Hedge funds and other big traders are betting that bitcoin will fall, even as the digital currency has risen above $11,000 on a new wave of crypto-optimism.
That is the picture that emerges from bitcoin futures listed on CME Group Inc., (CME) the biggest U.S. exchange operator. Futures are contracts that let traders bet on whether an asset—in this case, bitcoin—will rise or fall.
Hedge funds and other money managers held about 14% more bearish “short” positions in CME bitcoin futures last week than they did bullish “long” positions, according to a recent Commodity Futures Trading Commission report.
Other large traders were even more bearish. “Other reportables”—a loose category of firms that don’t necessarily manage money for outside investors—held more than three times as many short positions in bitcoin futures as long ones, the CFTC report shows.
So who is the optimist?

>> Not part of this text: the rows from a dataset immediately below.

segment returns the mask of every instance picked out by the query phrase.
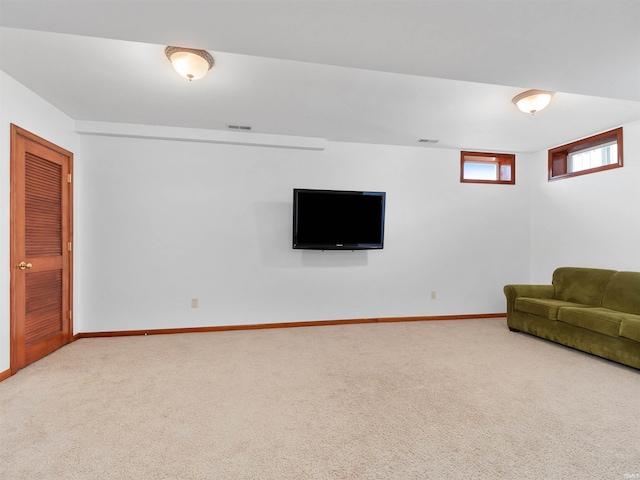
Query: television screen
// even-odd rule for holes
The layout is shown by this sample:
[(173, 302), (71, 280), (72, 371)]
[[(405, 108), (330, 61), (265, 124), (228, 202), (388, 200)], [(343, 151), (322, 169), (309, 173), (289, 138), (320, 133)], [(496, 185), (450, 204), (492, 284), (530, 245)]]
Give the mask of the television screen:
[(385, 192), (293, 190), (293, 248), (380, 249)]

The report shows it is mostly small investors taking the other side of the trade. Among traders with fewer than 25 bitcoin contracts, a category that likely captures many individuals placing bets in bitcoin, long wagers outnumbered short bets by 4 to 1.
“Traditional market participants may be more skeptical of [bitcoin] than millennial day traders,” said George Michalopoulos, a portfolio manager with Chicago fund manager Typhon Capital Management LLC, although he stressed that his views were speculative and that it is hard to know what is driving the CFTC’s numbers.